De fato, informa Pereira, as boas práticas dizem que deveria se buscar o menor número possível de dados. O necessário para cumprir uma finalidade. “Esse, aliás, é um dos princípios da LGPD”, ressalta.

A prova de que não existe um tratamento adequado, com mecanismos de segurança que restrinjam acessos e tecnologia suficiente, segundo ele, é exatamente o atual megavazamento ocorrido.

Pereira ainda lembra casos recentes como a da distribuidora de energia Enel. Em novembro passado, a empresa acabou expondo dados cadastrais de 280 mil consumidores da região de Osasco, Grande São Paulo. Foram nomes completos, CPFs, números de contas bancárias, endereços e telefones vazados.

Cidadão comum exposto a golpes

Pesquisa realizada mundialmente pela OpenText, organização canadense que desenvolve software de gerenciamento de dados, revelou no último dia 3 de fevereiro que seis em cada 10 dez brasileiros afirmam ter apenas uma “vaga ideia” do que se trata a LGPD.

Isso preocupa muito Pereira. Em geral, diz ele, “o consumidor diz ‘qual o problema de passar o meu CPF’. Com um dado tipo esse, pode ser feita uma infinidade de golpes”.
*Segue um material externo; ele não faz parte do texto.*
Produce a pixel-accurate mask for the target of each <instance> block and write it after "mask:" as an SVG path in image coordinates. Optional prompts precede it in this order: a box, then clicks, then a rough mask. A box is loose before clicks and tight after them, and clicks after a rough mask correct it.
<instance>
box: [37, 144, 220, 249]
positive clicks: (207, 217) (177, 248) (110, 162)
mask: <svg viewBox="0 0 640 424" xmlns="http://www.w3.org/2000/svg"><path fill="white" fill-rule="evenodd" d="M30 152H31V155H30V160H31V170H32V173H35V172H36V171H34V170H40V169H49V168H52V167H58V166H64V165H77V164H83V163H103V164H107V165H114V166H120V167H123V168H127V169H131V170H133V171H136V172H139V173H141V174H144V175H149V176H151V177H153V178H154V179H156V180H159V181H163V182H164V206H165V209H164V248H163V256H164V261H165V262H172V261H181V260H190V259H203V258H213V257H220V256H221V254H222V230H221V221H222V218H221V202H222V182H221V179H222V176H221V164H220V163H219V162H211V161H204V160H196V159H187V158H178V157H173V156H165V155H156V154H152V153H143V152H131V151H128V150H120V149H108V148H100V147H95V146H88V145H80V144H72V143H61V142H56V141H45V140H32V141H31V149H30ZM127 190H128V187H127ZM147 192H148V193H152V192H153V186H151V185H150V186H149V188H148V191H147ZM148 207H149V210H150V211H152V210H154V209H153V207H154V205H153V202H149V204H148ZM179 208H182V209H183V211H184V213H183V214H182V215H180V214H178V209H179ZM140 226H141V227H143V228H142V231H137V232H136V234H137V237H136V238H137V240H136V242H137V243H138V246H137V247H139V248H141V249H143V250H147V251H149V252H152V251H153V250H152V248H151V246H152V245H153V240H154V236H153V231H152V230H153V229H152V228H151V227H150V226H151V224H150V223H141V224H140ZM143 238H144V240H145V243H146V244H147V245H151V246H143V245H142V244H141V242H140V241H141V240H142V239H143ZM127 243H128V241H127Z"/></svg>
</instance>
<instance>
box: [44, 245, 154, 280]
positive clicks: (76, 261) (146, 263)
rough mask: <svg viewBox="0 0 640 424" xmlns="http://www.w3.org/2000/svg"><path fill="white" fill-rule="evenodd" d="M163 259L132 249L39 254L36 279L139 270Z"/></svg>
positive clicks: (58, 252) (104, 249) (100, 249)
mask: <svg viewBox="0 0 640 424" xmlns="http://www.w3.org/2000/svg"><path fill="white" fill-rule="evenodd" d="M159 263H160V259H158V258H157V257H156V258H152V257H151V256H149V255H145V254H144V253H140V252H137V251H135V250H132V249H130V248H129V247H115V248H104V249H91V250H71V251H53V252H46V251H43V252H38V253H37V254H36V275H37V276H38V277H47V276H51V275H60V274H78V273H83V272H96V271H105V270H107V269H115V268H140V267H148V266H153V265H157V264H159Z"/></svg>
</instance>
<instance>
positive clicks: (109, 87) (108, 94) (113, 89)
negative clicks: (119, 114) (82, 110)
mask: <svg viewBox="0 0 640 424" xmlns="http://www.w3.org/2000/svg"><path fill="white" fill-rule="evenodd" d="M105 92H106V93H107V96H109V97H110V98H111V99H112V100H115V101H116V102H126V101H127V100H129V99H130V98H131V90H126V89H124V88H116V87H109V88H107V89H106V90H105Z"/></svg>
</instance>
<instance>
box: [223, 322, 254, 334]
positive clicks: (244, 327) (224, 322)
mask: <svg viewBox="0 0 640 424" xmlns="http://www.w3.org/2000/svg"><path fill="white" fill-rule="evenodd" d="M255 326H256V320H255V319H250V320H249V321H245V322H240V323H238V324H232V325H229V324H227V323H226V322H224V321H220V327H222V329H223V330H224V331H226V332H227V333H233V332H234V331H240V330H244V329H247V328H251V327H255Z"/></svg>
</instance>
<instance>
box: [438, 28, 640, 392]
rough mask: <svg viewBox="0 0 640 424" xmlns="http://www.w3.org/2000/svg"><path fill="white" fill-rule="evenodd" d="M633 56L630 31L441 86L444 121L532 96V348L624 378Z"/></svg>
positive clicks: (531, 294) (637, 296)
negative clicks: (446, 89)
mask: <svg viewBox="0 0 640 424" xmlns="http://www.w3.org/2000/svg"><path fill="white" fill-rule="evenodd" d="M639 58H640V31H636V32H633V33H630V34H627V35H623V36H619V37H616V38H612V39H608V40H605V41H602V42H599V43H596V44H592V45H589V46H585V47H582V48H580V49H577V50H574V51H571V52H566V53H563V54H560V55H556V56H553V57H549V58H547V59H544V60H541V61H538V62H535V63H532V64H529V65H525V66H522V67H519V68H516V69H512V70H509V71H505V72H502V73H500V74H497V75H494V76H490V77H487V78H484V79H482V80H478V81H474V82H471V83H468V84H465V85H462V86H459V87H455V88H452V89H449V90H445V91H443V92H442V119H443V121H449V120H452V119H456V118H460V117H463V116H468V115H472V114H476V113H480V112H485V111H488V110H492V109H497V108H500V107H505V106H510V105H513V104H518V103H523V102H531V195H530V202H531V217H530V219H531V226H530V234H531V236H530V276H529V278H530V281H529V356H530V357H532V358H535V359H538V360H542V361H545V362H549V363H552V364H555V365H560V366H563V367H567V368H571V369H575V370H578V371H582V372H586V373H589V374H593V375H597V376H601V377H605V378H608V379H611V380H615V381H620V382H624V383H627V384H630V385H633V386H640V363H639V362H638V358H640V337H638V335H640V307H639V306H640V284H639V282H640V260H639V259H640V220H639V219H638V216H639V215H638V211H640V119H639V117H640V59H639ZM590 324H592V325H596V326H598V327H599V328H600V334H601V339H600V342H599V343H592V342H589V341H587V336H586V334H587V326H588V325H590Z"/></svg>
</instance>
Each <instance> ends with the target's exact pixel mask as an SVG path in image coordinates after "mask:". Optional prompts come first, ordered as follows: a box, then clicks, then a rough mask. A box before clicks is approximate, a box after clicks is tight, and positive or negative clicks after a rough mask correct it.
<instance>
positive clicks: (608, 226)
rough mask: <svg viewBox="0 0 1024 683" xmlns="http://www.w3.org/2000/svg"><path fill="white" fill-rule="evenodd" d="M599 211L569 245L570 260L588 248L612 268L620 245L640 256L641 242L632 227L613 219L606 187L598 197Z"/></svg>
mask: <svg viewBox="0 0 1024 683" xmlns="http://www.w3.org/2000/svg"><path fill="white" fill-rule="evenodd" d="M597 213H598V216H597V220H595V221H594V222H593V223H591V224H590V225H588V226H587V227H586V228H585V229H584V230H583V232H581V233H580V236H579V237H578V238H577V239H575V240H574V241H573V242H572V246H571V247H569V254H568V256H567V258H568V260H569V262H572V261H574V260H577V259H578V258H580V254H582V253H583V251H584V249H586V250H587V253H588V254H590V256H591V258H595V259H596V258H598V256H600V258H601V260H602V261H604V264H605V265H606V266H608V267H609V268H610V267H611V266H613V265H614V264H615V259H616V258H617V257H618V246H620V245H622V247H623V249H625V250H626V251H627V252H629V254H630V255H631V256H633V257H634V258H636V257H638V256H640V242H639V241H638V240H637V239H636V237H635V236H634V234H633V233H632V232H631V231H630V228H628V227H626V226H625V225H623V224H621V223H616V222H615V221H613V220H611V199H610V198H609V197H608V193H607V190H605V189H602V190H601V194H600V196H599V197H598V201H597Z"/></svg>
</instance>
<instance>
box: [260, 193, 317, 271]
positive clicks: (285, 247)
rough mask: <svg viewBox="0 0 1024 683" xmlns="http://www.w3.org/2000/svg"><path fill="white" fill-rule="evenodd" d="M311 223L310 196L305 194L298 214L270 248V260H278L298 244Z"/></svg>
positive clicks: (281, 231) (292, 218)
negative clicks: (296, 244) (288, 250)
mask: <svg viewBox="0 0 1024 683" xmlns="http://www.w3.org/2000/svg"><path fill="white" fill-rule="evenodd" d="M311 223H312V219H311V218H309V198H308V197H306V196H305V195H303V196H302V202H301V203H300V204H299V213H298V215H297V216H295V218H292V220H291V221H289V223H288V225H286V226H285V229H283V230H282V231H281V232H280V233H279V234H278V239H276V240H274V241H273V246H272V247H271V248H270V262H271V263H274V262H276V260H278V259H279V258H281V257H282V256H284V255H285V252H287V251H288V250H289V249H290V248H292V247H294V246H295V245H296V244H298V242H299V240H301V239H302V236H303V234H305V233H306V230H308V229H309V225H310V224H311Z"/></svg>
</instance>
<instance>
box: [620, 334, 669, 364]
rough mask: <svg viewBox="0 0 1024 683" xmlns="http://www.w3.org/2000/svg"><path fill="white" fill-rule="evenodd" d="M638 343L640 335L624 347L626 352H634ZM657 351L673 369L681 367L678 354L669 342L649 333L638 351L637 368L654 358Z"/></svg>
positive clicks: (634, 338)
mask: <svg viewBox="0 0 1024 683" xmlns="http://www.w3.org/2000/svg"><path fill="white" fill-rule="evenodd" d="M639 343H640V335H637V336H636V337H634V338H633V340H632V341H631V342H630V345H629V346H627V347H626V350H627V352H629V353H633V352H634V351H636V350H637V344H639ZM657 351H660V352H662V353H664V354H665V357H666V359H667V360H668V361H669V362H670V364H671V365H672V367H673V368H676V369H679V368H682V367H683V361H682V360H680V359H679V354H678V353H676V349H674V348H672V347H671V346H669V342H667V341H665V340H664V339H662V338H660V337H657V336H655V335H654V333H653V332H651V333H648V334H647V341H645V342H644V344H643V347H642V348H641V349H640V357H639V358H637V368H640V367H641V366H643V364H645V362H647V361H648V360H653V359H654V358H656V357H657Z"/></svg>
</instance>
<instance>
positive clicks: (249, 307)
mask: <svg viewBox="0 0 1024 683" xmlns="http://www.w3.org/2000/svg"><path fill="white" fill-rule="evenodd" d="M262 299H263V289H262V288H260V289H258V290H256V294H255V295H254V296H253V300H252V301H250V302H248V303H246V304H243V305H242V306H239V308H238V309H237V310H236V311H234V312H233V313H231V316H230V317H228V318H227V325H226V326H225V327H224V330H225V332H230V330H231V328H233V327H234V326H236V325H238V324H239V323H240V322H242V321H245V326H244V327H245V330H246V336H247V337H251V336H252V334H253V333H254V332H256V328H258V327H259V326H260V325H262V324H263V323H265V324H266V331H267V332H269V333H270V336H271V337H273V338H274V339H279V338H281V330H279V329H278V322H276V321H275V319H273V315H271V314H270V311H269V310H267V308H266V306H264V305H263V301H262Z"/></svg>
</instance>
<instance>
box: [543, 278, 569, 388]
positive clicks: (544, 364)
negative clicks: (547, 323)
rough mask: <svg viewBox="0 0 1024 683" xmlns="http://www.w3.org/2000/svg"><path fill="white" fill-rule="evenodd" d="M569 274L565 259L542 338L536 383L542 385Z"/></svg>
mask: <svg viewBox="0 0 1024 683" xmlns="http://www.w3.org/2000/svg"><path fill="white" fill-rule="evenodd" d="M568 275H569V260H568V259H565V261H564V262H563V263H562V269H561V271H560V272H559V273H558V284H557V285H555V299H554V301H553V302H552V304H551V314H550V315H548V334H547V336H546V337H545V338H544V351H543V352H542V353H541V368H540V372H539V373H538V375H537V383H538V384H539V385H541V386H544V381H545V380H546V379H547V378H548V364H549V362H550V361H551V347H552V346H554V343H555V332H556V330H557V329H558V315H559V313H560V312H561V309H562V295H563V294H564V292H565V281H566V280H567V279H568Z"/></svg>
Entre eles, elenca contas em agências bancárias, em redes sociais. “Até criar perfis de pessoas para microtarget”. Isso, além, por exemplo, de enviar sugestões de produtos para uma possível compra, pessoas com interesses políticos podem remeter falsas informações de acordo com o perfil parametrizado. “Assim busca-se, como exemplos recentes, a manipulação eleitoral”, afirma.

Sobre o recente vazamento, Pereira é muito pessimista. “O resultado vai perdurar por muito, muito tempo. O CPF de uma pessoa não muda, o nome da mãe não vai mudar”. Os golpes e as tentativas vão perdurar “a não ser que haja uma mudança de prática generalizada dos dados que serão pedidos pelas mais variadas empresas”, aponta.

Pirataria de dados

No dia 18 de janeiro, dados pessoais de 223,7 milhões de brasileiros foram vazados durante um fórum na internet acessível por busca no Google. O número é maior do que o total da população brasileira porque inclui os dados pessoais de mortos. Nomes, CPF, CNPJ, fotos, telefones, históricos de crédito, endereços, salários, entre outras informações pessoais, além de dados de 104 milhões de veículos e de 40 milhões de empresas foram expostas e permanecem acessíveis na deep web – o submundo da internet. A Polícia Federal abriu inquérito a pedido da ANPD.